Schippers: Geen juridische verwijsplicht bij euthanasie
DEN HAAG – Minister Schippers (VWS) voelt er niets voor om in deze kabinetsperiode in de wet op te nemen dat artsen die weigeren een euthanasieverzoek dat binnen de wet- en regelgeving valt uit te voeren verplicht zijn de patiënt door te verwijzen naar een wel bereidwillige arts.
Een dergelijke juridische verwijsplicht, voorgesteld door D66 en GroenLinks, schiet zijn doel voorbij, zo hield Schippers de Kamer gisteren voor.

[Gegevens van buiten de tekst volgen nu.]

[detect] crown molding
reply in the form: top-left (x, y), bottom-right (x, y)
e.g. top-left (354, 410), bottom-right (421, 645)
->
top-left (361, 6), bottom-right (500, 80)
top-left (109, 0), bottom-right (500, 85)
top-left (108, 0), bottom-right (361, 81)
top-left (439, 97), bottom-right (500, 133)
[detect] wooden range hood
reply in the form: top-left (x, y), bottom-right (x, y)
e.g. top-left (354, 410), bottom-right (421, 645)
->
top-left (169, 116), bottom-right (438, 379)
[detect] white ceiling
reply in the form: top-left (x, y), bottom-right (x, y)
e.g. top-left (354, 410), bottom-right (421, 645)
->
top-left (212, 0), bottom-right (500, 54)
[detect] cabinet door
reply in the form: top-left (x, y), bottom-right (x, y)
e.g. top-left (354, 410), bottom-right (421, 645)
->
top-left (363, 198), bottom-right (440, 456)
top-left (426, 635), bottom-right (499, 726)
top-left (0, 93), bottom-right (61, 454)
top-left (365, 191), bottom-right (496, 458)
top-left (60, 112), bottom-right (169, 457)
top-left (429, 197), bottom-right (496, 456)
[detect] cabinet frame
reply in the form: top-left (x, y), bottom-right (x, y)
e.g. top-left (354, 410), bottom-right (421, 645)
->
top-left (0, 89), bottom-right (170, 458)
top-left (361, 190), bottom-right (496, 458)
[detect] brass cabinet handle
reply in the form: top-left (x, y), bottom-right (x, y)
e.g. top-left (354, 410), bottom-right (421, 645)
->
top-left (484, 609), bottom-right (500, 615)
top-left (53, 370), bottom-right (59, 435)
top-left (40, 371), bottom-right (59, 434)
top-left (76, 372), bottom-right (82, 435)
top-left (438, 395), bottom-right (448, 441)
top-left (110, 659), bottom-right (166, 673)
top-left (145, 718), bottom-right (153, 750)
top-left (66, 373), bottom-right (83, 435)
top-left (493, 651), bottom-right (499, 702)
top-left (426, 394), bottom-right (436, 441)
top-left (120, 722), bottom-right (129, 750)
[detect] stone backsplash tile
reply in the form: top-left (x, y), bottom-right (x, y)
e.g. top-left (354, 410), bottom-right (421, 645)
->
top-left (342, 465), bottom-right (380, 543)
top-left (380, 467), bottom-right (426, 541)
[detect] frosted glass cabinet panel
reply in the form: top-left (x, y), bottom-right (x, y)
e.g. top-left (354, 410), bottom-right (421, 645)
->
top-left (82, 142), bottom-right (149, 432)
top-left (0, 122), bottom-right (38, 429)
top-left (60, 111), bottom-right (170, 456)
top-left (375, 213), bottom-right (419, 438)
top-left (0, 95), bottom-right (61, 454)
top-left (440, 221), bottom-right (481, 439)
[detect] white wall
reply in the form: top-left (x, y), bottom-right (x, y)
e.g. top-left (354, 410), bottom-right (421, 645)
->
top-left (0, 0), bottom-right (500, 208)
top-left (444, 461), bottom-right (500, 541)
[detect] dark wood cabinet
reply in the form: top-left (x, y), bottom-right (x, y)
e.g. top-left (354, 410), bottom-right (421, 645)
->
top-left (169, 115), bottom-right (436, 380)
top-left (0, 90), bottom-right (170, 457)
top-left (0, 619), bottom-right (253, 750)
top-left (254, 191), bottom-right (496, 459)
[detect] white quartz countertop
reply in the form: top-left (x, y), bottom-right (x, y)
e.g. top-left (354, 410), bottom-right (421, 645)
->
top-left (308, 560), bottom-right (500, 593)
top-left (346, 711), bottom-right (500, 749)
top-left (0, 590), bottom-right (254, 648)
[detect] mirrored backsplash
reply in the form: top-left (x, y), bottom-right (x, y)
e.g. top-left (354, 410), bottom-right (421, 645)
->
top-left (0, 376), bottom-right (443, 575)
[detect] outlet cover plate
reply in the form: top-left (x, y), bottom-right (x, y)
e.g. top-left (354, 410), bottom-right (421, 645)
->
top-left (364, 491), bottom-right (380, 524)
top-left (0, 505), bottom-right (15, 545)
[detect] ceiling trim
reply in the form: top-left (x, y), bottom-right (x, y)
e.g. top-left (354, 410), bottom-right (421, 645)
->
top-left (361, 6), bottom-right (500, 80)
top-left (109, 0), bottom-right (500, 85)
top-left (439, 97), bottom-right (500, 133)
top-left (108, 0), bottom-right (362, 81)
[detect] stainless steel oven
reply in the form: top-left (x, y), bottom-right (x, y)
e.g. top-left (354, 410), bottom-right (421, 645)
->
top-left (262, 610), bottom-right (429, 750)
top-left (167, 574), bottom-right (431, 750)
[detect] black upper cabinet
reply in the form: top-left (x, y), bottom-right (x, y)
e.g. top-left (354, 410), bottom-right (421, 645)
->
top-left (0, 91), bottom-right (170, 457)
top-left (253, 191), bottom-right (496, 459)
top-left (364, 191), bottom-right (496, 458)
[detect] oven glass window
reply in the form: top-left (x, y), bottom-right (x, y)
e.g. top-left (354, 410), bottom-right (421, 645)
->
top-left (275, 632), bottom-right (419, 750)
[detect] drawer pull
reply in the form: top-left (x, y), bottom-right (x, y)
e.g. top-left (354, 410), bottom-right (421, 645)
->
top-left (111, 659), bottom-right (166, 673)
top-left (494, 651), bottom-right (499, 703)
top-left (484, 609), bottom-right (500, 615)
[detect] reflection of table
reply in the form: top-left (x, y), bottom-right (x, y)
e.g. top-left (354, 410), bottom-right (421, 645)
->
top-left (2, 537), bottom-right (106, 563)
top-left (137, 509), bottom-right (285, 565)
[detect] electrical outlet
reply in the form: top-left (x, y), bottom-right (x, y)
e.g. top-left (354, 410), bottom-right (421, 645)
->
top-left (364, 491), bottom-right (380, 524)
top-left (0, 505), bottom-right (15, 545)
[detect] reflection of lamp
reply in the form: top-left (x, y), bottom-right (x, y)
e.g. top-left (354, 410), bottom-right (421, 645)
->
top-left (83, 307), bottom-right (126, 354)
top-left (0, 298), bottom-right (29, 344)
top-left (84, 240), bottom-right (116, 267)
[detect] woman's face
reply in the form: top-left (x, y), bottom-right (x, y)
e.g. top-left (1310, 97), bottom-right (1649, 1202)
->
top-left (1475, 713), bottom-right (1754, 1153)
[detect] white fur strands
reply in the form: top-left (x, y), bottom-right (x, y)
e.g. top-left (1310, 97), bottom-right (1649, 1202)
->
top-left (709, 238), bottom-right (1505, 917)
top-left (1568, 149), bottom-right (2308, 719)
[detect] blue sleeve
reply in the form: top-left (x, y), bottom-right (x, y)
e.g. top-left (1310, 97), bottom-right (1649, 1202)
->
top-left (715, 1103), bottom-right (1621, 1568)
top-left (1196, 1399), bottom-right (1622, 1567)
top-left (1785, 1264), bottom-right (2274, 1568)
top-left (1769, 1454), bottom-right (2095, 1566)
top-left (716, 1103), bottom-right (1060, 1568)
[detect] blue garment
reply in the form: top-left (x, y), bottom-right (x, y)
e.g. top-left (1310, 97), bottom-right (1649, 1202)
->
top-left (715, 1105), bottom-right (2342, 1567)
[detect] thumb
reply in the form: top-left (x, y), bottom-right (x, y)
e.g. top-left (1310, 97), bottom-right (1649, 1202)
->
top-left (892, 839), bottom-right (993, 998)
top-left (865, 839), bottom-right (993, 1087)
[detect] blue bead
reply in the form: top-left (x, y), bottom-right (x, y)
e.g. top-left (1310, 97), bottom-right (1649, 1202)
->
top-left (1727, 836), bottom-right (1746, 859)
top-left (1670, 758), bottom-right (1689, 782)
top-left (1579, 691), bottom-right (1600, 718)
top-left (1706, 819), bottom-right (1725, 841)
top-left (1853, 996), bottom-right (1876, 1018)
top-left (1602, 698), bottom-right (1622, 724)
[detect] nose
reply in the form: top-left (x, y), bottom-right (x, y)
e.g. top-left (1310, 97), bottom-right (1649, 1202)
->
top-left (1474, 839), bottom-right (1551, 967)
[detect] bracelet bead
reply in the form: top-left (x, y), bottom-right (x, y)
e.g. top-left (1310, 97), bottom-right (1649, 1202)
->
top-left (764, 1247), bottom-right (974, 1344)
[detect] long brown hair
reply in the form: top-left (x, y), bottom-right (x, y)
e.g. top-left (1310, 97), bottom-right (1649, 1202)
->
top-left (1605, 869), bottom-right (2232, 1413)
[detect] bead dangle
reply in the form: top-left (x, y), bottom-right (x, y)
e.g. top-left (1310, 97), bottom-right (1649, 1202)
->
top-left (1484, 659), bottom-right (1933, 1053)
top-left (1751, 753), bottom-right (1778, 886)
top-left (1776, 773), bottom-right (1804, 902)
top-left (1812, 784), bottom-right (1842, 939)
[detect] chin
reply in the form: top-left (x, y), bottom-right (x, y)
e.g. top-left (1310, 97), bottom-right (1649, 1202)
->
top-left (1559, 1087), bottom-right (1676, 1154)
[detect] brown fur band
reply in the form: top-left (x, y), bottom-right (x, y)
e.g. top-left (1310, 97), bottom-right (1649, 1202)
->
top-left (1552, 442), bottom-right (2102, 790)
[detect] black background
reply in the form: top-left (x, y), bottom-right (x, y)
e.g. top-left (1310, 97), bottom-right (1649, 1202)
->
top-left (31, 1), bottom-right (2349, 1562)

Wel is zij met artsenorganisatie KNMG van mening dat artsen de professionele en morele plicht hebben om hun houding ten aanzien van euthanasie tijdig met patiënten te delen. Indien gewenst kunnen zij dan op zoek gaan naar een andere, wel bereidwillige arts.
Daarbij is het overigens zo dat vervelende communicatiestoornissen zelden ontstaan tussen patiënten en gewetensbezwaarde artsen, aldus Schippers. „Zij maken hun afwijkende standpunt doorgaans vroegtijdig bekend. Die conflicten die er zijn, ontstaan vaak in het grijze gebied.”
Het periodiek toetsen van de parate kennis van artsen over de reikwijdte van de euthanasiewet en daar streefcijfers aan koppelen – een VVD-voorstel – vindt Schippers evenmin noodzakelijk. Zij wees erop dat onderzoeksbureau ZonMw volgend jaar ook al met cijfers komt over het niet-inwilligen van euthanasieverzoeken door artsen en de reden daarvan.
Ook het uit het wetboek van Strafrecht halen van euthanasie, eveneens voorgesteld door GroenLinks, ziet Schippers als overbodige maatregel. Volgens GroenLinks Kamerlid Voortman kan de dreiging van een strafvervolging ervoor zorgen dat artsen zich onnodig terughoudend opstellen bij het in overweging nemen van euthanasieverzoeken. Schippers bracht daar tegenin dat de bemoeienis van het openbaar ministerie met de euthanasiepraktijk sinds het van kracht worden van de euthanasiewet in 2002 minimaal is. „Het is nog nooit voorgekomen dat het OM een zaak begon, nadat een van de toetsingscommissies tot het oordeel was gekomen dat een arts bij het uitvoeren van een euthanasieverzoek zorgvuldig te werk was gegaan.”
Schippers herhaalde haar eerder vandaag ingenomen standpunt dat er geen redenen zijn om de komst van levenseindeklinieken of ambulante teams van euthanasieartsen op voorhand te beletten. Beide initiatieven zijn dit jaar voorgesteld door de Nederlandse Vereniging voor een Vrijwillig Levenseinde (NVVE). „Als er een club is die weet wat wel en niet mogelijk is binnen de kaders van de euthanasiewet is het de NVVE wel. De mensen die daar werken, zijn hier als het ware op afgestudeerd”, zo merkte Schippers op.
Zij verschilt daarin behalve met CU en SGP ook van mening met CDA, PVV en SP, zo bleek gisteren. De relaties tussen artsen van klinieken of ambulante teams en patiënten zijn te kortstondig voor een zorgvuldig oordeel over de vrijwilligheid en weloverwogenheid van euthanasieverzoeken, zo vrezen deze fracties. Ook wijzen zij op het risico dat deze artsen euthanasieverzoeken te gemakkelijk inwilligen, omdat zij dusdanig positief staan ten opzichte van euthanasie dat zij aan het verkennen van alternatieven een lage prioriteit toekennen.
Voor Schippers is het echter voldoende dat er voor elke euthanasie meldingsplicht blijft. Mocht uit toetsingen blijken dat artsen van klinieken of ambulante teams onzorgvuldig te werk gaan, dan kunnen justitie of de zorginspectie altijd nog ingrijpen, aldus de bewindsvrouw gisteren.